Turris omnia not accessible

Hi,
during the day I found a a lot of entries in syslog like “…BTRFS warning (device mmcblk0p1)…”, and no wlan at home.
I switched off power and after waiting a few minutes I restarted the device. It took some reboots to to switch to the last known good configuration. Now the device is up, internet is working, lxc containers are available but I can not access the admin interface or access the router using ssh.
I want to avoid a factory reset because of some lxc images I would like to save and also some tricky configs that I do not want to use…
it looks that webserver and ssh are not running (using nmap from a lxc container), how to start them without ssh or what else should I do???
Any help is highly appreciated!!!
thanks,Thomas

You can always try rollback instead of factory reset. The latest state will be made into a snapshot, so you can return to it later or e.g. mount it somewhere and copy the containers out to a working config.

Hi,
thanks but the device is not accessible- so I have no chance of anything.
In the meantime the serial console arrived and showed that I have some serious problem with the emmcblk storage. Even factory reset is not successful at the moment.
what can I do using u-boot or rescue mode or boot something else with tftfp in order to provide some valid device for factory reset?
or is it just a hardware failure and I have to ask for replacement?
please help because I am lost.
thanks…

Not accessible over network? You can roll back just by pressing the button, BTW.
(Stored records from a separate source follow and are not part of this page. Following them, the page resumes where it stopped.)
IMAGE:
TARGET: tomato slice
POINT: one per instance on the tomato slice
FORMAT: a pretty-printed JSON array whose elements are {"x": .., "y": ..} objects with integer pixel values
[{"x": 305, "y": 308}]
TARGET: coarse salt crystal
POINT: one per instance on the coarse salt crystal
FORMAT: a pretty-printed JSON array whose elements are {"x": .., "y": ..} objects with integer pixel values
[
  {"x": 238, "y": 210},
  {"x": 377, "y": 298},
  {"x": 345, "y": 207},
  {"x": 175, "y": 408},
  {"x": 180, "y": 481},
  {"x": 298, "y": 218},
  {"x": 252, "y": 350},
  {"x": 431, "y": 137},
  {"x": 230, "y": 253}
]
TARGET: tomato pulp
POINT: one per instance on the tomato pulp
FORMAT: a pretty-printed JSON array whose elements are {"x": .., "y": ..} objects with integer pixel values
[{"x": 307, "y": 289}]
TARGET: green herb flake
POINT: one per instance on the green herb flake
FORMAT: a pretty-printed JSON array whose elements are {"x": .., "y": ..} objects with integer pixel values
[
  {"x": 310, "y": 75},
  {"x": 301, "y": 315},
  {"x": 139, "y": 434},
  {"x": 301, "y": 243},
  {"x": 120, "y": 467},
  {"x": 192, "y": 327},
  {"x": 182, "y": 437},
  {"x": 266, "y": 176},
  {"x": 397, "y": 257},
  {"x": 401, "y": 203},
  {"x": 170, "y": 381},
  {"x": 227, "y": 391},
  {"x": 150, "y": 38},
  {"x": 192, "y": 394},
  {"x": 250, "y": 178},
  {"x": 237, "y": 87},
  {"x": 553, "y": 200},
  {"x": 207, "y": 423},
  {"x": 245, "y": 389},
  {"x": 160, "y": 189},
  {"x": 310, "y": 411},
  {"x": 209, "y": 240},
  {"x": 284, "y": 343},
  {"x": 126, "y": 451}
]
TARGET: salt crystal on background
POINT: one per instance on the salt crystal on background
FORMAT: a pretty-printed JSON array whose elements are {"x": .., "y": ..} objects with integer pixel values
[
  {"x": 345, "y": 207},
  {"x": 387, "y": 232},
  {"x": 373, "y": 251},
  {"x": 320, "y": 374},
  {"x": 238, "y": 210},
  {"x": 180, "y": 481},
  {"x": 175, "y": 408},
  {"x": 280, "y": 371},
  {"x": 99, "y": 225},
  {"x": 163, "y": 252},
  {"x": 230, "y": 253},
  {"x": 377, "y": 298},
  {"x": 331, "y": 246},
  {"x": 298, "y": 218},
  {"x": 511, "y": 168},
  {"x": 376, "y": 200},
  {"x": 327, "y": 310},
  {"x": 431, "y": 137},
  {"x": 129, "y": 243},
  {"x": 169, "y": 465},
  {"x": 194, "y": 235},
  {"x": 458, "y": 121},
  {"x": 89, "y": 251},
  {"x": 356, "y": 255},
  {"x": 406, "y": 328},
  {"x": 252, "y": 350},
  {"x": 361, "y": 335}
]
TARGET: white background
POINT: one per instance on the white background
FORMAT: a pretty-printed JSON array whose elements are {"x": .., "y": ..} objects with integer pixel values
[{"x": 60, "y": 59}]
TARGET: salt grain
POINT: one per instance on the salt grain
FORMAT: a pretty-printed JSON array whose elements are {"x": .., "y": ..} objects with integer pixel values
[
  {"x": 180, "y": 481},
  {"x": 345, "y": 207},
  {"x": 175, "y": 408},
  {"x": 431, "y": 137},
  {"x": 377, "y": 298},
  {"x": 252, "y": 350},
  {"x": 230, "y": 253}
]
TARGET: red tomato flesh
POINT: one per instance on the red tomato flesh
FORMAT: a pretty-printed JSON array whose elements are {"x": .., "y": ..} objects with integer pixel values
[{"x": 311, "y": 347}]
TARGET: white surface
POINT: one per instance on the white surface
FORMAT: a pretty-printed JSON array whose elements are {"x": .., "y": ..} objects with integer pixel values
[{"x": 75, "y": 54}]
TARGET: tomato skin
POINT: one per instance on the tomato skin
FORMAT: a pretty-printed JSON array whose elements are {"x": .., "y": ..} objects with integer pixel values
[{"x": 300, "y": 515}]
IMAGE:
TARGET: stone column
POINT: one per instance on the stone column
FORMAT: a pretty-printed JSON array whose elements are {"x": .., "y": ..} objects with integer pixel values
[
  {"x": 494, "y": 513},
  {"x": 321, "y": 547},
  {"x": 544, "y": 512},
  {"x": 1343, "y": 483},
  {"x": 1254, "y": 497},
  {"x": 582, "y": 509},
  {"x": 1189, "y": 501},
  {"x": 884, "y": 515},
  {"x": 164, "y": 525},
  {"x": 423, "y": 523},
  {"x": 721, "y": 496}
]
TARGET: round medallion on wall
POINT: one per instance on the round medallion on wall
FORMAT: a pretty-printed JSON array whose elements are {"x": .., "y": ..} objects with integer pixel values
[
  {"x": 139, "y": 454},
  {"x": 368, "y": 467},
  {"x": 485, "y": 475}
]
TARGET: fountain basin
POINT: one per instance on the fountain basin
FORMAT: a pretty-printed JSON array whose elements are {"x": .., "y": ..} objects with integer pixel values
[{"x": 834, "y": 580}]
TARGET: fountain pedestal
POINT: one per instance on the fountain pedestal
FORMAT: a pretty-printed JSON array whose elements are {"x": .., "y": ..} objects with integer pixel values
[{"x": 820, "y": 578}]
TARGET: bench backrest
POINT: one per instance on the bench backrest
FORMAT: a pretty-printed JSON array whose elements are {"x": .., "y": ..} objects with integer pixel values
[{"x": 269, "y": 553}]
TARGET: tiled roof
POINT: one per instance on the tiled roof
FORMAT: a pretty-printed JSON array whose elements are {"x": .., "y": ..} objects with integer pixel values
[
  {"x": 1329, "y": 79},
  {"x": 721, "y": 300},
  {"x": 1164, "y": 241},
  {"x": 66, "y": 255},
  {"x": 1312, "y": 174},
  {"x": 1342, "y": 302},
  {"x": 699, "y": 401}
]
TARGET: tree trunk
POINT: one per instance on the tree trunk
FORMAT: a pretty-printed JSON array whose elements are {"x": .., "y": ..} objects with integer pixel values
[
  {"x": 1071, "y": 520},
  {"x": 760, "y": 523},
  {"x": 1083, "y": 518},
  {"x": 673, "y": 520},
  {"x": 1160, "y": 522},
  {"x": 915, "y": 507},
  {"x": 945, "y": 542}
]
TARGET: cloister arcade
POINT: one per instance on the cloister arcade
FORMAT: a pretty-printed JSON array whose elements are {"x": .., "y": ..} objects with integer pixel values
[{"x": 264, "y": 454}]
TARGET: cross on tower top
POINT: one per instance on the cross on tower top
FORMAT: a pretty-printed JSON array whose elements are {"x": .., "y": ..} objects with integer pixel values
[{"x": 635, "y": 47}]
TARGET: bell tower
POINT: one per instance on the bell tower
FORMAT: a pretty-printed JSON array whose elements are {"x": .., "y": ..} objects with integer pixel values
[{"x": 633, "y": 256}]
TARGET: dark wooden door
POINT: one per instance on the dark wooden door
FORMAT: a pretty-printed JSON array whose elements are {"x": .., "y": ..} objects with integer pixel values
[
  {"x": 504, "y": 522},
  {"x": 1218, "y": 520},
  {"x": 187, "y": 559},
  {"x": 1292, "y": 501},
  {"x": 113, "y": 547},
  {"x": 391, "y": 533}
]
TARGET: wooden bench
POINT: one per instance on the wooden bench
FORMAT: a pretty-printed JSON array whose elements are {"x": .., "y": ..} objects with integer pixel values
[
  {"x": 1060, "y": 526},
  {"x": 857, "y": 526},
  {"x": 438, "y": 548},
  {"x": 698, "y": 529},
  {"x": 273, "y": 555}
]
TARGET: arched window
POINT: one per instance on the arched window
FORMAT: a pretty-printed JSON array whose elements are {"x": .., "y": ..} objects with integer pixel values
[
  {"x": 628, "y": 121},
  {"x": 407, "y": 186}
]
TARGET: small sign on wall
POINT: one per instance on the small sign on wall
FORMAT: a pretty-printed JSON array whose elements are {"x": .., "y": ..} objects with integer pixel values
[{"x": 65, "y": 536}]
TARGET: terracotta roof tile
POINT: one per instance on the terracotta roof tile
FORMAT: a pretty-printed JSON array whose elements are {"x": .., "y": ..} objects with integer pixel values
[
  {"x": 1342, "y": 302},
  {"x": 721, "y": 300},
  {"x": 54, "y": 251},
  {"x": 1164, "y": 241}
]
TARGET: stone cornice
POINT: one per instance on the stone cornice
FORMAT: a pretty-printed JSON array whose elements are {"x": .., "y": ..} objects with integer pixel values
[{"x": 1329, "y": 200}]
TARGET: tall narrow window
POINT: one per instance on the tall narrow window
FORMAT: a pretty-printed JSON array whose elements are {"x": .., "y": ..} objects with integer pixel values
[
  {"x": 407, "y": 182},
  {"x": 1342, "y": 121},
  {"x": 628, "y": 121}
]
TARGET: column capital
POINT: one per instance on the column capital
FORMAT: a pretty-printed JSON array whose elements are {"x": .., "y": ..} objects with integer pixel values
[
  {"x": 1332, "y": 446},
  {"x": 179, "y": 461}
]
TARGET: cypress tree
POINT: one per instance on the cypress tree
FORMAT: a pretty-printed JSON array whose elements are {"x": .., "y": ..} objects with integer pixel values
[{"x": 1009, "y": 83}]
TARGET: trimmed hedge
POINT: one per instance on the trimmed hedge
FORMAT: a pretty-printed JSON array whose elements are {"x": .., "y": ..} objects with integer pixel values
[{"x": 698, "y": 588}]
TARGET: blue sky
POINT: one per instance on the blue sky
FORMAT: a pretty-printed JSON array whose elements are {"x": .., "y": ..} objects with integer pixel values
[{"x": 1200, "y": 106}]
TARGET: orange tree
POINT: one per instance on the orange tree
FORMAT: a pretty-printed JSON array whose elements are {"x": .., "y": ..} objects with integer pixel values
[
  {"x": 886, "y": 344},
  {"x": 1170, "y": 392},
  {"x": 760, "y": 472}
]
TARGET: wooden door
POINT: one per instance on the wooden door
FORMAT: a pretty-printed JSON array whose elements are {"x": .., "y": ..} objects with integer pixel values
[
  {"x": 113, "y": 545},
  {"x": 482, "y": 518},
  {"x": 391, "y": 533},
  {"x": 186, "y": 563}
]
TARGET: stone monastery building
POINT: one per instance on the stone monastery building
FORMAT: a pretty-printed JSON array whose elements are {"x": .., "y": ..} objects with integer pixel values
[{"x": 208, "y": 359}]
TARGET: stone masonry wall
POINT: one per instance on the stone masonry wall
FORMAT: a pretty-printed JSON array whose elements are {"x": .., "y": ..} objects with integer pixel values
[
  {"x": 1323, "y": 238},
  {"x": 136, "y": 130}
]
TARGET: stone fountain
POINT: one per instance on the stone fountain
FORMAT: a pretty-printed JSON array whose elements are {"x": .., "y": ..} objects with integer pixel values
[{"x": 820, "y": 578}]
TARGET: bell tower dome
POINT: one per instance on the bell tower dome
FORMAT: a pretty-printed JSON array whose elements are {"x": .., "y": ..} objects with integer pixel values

no, the device is currently offline, without power.
believe me, I tried to rollback to the latest snapshot but it was not working and I have no idea why.
in the meantime I found out that I do have problems with the internal storage. And I really need help to proceed!
thanks

OK, I didn’t understand “not accessible” as not being able to power-up.

to be exact I can power up. at least some leds are shining :slight_smile: but nothing else. just serial console is working and I guess I should do something to bring the internal storage back to work properly. maybe a special fdisk, format, mmc something magic command?

The lxc containers ran on the internal storage apparently? There are numerous advisories against doing so as it eventually could wear and tear the internal storage and maybe that just happened.

How did you reach the conclusion about the problems with the internal storage, any printout when accessing with the console?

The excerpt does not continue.